In my experience it is not uncommon for you to have two independent lists requiring synchronized access to an object. It may be a sign of a violation of the Principle of Single Responsibility. But this is a matter of design and is beside the point.
Keep in mind that synchronized access to a code snippet depends on a token, that is, an object of which there is only one instance, so that whoever has it at a given time can perform the desired action, if otherwise it will have to wait for the owner of the token to release it so that it can acquire that token and take action. With the difference that the term used is not "token" but "lock" (or semaphore, monitor, etc). What I mean is that his job is to be a token. This is what synchronized access is all about: the thread that has the lock can enter the synchronized code snippet and execute it (and do operations on its lists, for example).
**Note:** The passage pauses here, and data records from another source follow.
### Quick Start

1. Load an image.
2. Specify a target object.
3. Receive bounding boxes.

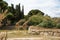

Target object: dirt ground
[0,30,60,40]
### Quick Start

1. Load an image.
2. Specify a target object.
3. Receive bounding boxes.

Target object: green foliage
[28,9,44,16]
[56,23,60,29]
[38,21,55,28]
[0,0,8,12]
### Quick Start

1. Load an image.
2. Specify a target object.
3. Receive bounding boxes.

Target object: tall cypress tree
[22,6,24,18]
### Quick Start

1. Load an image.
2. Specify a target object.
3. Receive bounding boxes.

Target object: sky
[4,0,60,17]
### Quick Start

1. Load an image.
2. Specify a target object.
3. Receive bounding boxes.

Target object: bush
[56,23,60,29]
[38,21,55,28]
[28,15,42,25]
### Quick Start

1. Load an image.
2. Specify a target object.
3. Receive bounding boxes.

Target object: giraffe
[23,19,30,30]
[0,10,8,27]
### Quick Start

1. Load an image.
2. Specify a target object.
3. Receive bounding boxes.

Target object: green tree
[56,23,60,29]
[0,0,8,12]
[28,9,44,16]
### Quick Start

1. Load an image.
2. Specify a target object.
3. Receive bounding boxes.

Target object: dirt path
[7,37,60,40]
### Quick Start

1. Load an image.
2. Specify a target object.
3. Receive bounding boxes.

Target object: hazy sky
[4,0,60,17]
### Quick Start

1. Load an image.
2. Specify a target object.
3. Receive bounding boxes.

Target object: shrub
[56,23,60,29]
[29,15,42,25]
[38,21,55,28]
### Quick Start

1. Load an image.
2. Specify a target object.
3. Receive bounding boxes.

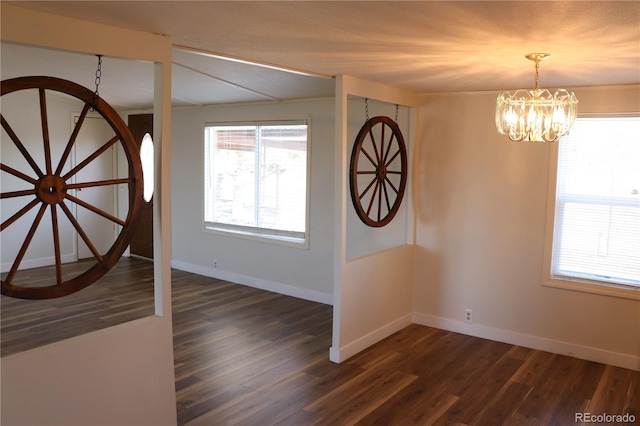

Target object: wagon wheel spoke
[67,178,133,189]
[0,164,38,185]
[0,198,40,232]
[62,135,120,180]
[60,201,103,262]
[65,194,127,226]
[0,114,44,177]
[55,103,91,176]
[4,204,47,283]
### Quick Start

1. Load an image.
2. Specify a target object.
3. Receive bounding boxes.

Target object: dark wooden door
[129,114,153,259]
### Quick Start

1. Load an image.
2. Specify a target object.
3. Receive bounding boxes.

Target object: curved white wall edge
[171,260,333,305]
[413,312,640,371]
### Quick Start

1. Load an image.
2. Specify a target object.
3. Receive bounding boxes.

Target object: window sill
[543,278,640,300]
[204,226,309,250]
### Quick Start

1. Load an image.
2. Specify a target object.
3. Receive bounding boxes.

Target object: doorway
[128,114,153,259]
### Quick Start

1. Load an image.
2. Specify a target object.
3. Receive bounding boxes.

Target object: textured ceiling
[1,1,640,108]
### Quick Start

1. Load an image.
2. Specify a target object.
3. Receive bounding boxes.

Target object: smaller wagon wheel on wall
[349,116,407,227]
[0,77,143,299]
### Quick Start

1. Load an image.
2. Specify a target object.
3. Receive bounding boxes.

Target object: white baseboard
[171,260,333,305]
[413,312,640,371]
[329,314,412,363]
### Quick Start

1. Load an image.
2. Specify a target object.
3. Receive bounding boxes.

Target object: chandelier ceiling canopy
[496,53,578,142]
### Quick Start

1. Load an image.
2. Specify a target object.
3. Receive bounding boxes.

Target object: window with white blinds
[551,117,640,294]
[204,121,309,243]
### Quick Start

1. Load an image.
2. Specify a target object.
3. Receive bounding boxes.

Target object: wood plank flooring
[0,257,155,356]
[2,260,640,426]
[173,271,640,426]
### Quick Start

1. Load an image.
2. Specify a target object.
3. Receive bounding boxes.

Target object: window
[204,121,309,244]
[546,117,640,298]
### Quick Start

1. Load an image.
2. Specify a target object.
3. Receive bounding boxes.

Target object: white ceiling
[1,1,640,107]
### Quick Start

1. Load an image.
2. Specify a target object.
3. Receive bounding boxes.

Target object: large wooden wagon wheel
[349,116,407,227]
[0,77,143,299]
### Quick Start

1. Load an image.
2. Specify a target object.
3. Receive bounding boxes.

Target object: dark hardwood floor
[2,261,640,426]
[0,257,155,356]
[173,271,640,426]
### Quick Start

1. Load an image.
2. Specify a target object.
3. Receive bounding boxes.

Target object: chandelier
[496,53,578,142]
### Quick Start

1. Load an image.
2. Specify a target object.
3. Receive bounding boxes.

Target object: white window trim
[542,112,640,300]
[200,116,312,250]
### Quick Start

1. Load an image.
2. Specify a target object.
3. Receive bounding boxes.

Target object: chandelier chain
[91,55,102,112]
[364,98,369,121]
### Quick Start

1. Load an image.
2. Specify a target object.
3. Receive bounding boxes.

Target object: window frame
[543,112,640,300]
[201,117,312,250]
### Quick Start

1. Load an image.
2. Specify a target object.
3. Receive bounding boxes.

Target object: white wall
[413,86,640,369]
[0,3,176,425]
[329,76,418,362]
[172,99,334,303]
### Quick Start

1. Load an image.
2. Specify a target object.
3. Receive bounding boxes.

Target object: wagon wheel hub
[36,175,67,204]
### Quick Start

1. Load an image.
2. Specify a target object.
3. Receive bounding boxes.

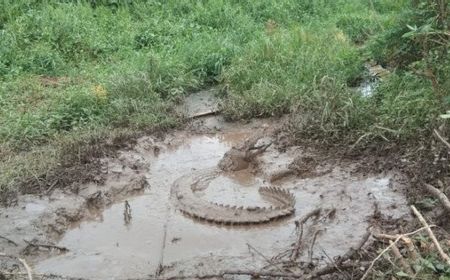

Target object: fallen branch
[291,208,322,260]
[0,235,19,247]
[433,129,450,149]
[17,258,33,280]
[360,226,431,280]
[0,253,33,280]
[191,110,220,119]
[23,239,69,252]
[389,240,414,276]
[308,229,323,263]
[159,270,301,280]
[304,231,371,280]
[424,183,450,213]
[411,205,450,265]
[247,243,283,272]
[373,233,420,260]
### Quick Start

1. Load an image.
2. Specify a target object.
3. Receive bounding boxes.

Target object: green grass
[0,0,450,192]
[0,0,450,279]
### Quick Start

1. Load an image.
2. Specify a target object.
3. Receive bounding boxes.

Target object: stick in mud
[424,183,450,213]
[291,208,322,261]
[411,205,450,265]
[23,239,69,252]
[360,226,432,280]
[247,243,283,272]
[0,235,19,247]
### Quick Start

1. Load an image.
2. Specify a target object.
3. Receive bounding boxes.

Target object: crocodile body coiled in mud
[171,168,295,225]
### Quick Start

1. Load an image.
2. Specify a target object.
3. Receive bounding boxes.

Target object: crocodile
[171,132,295,225]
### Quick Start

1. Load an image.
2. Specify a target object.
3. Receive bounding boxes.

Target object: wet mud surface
[0,93,408,279]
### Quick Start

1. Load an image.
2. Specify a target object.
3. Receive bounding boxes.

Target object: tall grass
[0,0,445,197]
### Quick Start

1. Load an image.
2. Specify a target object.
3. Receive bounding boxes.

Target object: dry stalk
[360,225,431,280]
[389,240,414,276]
[411,205,450,265]
[424,184,450,213]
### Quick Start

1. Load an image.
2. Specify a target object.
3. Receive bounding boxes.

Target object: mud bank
[0,112,408,279]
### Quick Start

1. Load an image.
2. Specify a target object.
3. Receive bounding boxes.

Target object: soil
[0,89,442,279]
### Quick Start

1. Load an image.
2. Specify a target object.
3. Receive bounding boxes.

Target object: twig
[190,110,220,119]
[321,248,351,279]
[0,235,19,247]
[309,229,323,263]
[424,183,450,213]
[0,253,33,280]
[291,208,322,260]
[159,270,301,280]
[433,129,450,149]
[389,240,414,276]
[411,205,450,265]
[360,226,430,280]
[304,231,371,280]
[17,258,33,280]
[373,233,420,260]
[247,243,283,272]
[23,239,69,252]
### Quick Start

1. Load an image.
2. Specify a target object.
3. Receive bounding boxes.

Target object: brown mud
[0,91,409,279]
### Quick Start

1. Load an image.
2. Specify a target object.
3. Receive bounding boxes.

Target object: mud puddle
[0,117,407,279]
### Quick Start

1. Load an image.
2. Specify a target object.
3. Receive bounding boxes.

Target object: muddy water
[29,125,406,279]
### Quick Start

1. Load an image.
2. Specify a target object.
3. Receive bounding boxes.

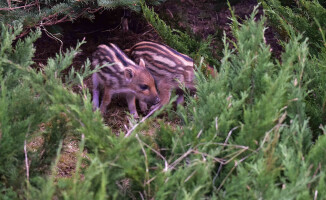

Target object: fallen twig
[125,106,160,138]
[24,140,29,182]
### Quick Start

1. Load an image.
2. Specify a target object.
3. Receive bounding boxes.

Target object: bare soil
[34,0,282,177]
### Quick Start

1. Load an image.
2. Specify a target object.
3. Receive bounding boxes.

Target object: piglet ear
[124,67,135,83]
[139,58,145,68]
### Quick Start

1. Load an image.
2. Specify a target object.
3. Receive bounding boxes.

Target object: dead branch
[24,140,29,182]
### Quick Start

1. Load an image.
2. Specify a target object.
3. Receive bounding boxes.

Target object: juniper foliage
[263,0,326,137]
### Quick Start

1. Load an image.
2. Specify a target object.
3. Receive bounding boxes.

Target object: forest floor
[34,0,282,178]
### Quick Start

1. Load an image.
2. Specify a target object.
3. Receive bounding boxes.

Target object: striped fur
[127,41,195,105]
[92,44,160,117]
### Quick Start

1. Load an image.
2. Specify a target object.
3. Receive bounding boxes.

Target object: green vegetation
[0,1,326,200]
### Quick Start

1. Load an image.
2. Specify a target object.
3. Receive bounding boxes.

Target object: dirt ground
[34,0,282,177]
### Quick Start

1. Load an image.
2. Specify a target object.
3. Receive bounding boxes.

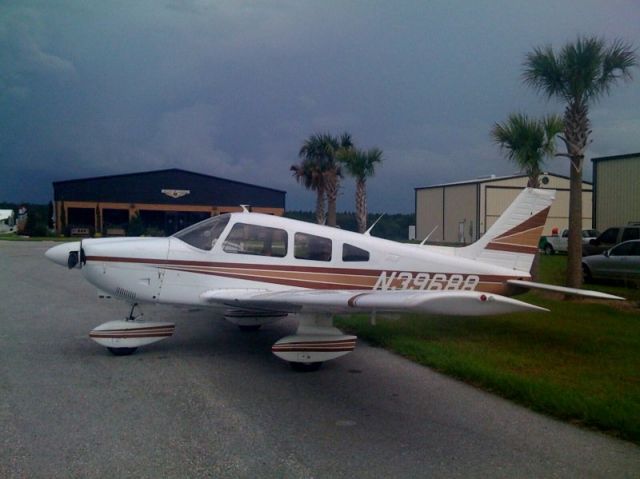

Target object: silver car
[582,240,640,281]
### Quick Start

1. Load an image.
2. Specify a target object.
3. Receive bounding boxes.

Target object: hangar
[53,168,286,236]
[415,173,592,243]
[591,153,640,231]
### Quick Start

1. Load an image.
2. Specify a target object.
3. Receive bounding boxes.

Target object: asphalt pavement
[0,241,640,478]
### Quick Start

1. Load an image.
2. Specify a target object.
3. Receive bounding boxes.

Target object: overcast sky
[0,0,640,213]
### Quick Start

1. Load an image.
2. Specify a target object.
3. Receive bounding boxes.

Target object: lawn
[337,256,640,443]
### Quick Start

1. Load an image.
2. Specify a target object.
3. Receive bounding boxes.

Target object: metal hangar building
[53,168,286,235]
[415,173,593,244]
[591,153,640,231]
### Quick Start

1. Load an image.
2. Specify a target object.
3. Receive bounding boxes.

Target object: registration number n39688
[373,271,480,291]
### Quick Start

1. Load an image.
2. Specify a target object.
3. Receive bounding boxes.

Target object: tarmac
[0,241,640,478]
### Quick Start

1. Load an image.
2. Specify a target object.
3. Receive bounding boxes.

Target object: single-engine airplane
[46,188,623,370]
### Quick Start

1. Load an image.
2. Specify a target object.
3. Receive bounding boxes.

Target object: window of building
[293,233,331,261]
[173,215,230,251]
[622,228,640,241]
[598,228,619,244]
[222,223,287,258]
[610,241,637,256]
[342,243,369,261]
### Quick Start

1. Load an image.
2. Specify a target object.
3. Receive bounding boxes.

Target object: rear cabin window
[293,233,331,261]
[342,243,369,261]
[222,223,287,258]
[622,228,640,241]
[173,215,229,251]
[598,228,619,244]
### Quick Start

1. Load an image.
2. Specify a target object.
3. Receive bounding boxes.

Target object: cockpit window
[222,223,287,258]
[342,243,369,261]
[173,215,230,251]
[294,233,331,261]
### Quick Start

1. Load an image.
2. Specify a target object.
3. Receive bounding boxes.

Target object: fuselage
[48,213,530,305]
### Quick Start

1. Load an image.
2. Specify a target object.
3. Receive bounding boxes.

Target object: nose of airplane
[44,241,80,267]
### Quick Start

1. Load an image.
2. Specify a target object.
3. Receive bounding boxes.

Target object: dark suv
[582,223,640,256]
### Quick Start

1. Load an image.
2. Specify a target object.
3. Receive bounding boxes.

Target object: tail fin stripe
[494,206,551,241]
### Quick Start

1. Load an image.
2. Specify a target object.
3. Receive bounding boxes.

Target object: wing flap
[507,279,625,301]
[201,290,548,316]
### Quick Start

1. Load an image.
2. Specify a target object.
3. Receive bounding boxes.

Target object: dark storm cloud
[0,0,640,211]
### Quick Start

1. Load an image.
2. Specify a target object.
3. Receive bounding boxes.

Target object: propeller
[67,241,87,269]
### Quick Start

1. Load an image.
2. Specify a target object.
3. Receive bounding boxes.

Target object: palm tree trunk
[567,160,582,288]
[564,100,590,288]
[326,174,338,226]
[316,188,327,225]
[356,178,367,233]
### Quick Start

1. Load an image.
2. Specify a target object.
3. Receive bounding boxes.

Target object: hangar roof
[414,172,591,190]
[591,152,640,163]
[53,168,286,208]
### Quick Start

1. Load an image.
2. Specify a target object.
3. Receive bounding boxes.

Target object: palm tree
[338,148,382,233]
[523,37,637,288]
[491,113,563,188]
[322,132,353,226]
[291,159,326,225]
[291,133,353,226]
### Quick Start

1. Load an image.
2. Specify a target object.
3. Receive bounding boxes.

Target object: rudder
[456,188,555,273]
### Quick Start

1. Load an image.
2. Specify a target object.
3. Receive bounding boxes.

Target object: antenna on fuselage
[420,225,438,246]
[362,213,384,236]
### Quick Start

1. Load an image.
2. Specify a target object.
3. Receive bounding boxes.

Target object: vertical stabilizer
[456,188,556,272]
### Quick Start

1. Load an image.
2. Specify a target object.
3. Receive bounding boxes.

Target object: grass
[337,256,640,443]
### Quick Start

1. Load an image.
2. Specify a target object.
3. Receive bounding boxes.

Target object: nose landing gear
[89,303,175,356]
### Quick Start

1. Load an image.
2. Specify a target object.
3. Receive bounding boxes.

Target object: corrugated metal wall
[595,155,640,231]
[416,173,592,243]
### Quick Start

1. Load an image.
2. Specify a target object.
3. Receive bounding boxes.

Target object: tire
[107,348,138,356]
[238,324,262,333]
[582,263,593,283]
[289,361,322,373]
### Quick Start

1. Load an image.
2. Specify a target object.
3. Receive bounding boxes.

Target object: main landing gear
[89,303,175,356]
[271,314,357,372]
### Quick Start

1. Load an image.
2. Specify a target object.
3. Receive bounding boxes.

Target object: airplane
[45,188,624,371]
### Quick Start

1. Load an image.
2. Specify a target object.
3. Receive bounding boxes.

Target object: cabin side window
[173,215,229,251]
[293,233,331,261]
[342,243,369,261]
[222,223,287,258]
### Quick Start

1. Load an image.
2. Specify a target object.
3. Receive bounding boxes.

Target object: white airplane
[46,188,623,370]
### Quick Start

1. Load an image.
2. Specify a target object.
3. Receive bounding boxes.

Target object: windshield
[173,215,230,251]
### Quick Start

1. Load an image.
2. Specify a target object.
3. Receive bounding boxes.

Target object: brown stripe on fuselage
[486,242,538,255]
[87,256,529,293]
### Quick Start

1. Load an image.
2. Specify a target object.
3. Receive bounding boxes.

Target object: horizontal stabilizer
[507,279,625,301]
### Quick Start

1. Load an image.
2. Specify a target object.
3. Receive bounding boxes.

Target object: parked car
[582,240,640,281]
[539,229,599,254]
[582,223,640,256]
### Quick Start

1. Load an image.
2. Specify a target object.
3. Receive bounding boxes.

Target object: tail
[456,188,556,273]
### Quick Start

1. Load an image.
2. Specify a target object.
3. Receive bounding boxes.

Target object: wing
[507,279,624,301]
[201,289,548,316]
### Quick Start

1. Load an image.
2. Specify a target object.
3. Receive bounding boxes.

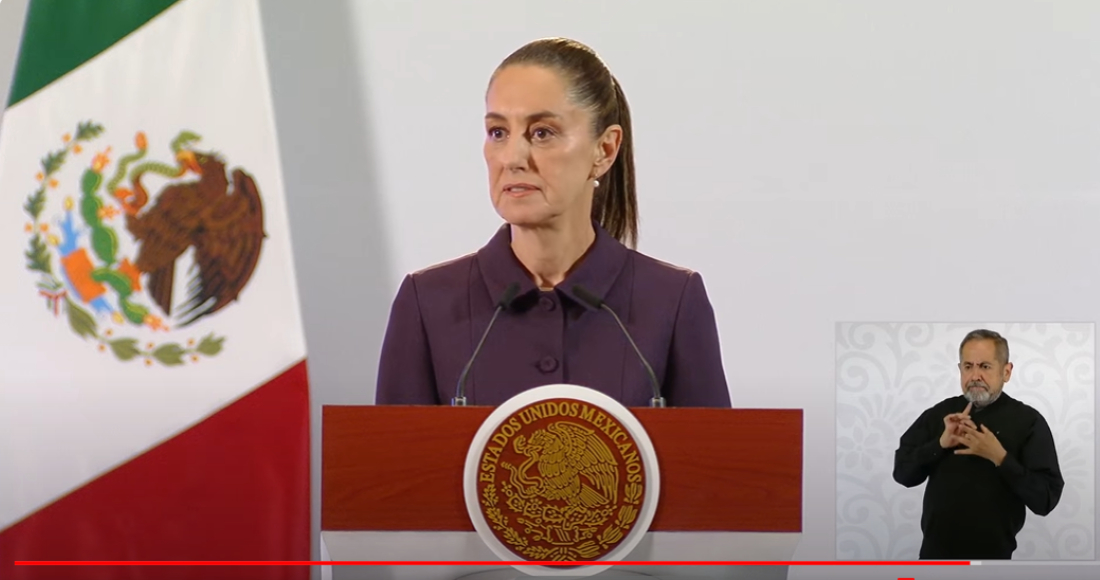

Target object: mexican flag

Any object can be a lock. When a method is synchronized
, the lock is the very object that contains that method. In the case of your example, if you have such a code ...
Objt bijeto = new Objt();
bijeto.handleLists(list);
... the object bijeto
will be the lock for the synchronized method handleLists()
.
Choosing the most appropriate lock (s) for your case will depend on your intent. When a thread has access to list_t1
, do you want it to also have access to list_t2
? In this case, you can use a lock only for the two lists. This lock can be the Objt
object itself, or else another object that you define as the Objt
attribute.
Or when a thread has access to list_t1
, do not you want it to have access to list_t2
? In this case you will need two different locks. The lists themselves, if they are non-null and declared as final
, can be used as locks for access to themselves. Or you can create two attributes lock_t1
and lock_t2
.
Note that the two code snippets below are equivalent:
Excerpt 1:
public class Objt {
public synchronized handleList() {
...
}
}
Excerpt 2:
public class Objt {
public handleList() {
synchronized(this) { // "this" é referência para o próprio
... // objeto de classe Objt
}
}
}
Editing:
You have clarified that you want to have a method that receives a list as a parameter and makes changes to it. A thread will call this method by passing a list_t1
list as a parameter and another thread will call that method by passing another list_t2
list as a parameter.
If this is the only point where the lists are modified, the parallelism will work without problems and there will be no need to declare the synchronized
method, as @bigown said in its response, which perfectly answers the question. It will work because the method is not making any changes in shared state, only in the state of the parameters passed to it, which in this case are independent of each other.
But avoid declaring the lists in the class that contains this same method, this only creates confusion (because if they are attributes of a class it would not be necessary to pass them as a parameter to methods of that same class).
Or stop declaring everything as public
and try to learn how to use the Java access modifiers to correctly reflect your intentions in the code.
If you want to make the code more elegant, give more details about what you want to do and include more code in the question, including the threads that call that method, which shows you how it can look.